Blog Post

Can Facebook or Twitter Spin Off the Next Hadoop?

Stay on Top of Enterprise Technology Trends

Get updates impacting your industry from our GigaOm Research Community
Join the Community!

Like most people, I suspect, I wasn’t too surprised to find out that Hadoop-focused startup Karmasphere has secured a $5 million initial funding round. After all, if Hadoop catches on like the evidence suggests it will, Karmasphere’s desktop-based Hadoop-management tools could pay off investors many times over. In some ways, though, the fact that Hadoop is mature enough to inspire commercial products means it’s yesterday’s news.
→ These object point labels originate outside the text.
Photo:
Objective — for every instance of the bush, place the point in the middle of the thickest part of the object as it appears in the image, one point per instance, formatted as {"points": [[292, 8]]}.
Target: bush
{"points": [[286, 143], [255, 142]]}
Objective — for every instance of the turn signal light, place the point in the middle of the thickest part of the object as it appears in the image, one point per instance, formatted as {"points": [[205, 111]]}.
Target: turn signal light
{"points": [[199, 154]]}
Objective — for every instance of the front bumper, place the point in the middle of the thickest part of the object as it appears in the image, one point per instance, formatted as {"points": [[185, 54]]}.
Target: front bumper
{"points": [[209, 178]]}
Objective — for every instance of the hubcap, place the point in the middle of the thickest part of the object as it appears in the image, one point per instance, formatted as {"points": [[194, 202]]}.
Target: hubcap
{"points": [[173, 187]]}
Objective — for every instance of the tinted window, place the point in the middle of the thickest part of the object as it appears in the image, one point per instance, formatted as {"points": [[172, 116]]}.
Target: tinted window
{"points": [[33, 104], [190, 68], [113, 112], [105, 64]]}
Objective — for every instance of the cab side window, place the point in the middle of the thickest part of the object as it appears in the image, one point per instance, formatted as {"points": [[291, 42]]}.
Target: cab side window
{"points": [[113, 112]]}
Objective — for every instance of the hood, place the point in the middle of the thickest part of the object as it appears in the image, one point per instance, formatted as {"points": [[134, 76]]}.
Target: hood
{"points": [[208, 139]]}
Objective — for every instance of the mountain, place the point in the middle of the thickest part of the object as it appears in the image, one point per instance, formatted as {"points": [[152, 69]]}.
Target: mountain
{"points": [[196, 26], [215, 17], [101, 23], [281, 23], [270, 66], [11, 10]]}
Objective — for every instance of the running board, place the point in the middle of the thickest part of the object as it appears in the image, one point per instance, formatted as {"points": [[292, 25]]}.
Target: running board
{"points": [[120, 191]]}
Now, I’m wondering, which open-source, big-data-inspired product will be the next to launch a wave of startups and drive tens of millions in VC spending?

Big data has narrowed the gap between the needs of bleeding-edge web companies, their offspring and even traditional businesses. Hadoop has caught on across industry boundaries as an analytics tool for unstructured data sets, and it seems logical that other web-based tools will catch on in other parts of the data layer. In my weekly column over at GigaOM Pro (sub req’d) today, I took a look at the potential for Cassandra, which grew out of Facebook, and Gizzard, Twitter’s ill-named big-data baby.

Given its growing popularity and expanding functionality, Cassandra right now seems like a prime candidate. Rackspace has taken over its development reins, and its found varied applications within Digg, Twitter, Reddit, Cloudkick and Cisco to name a few. This diversity illustrates Cassandra’s versatility; it’s not just for the social media crowd. Furthermore, Cassandra graduated to a top-level Apache project in February, signifying the quality of the work done on it thus far and, most likely, a groundswell of new developers.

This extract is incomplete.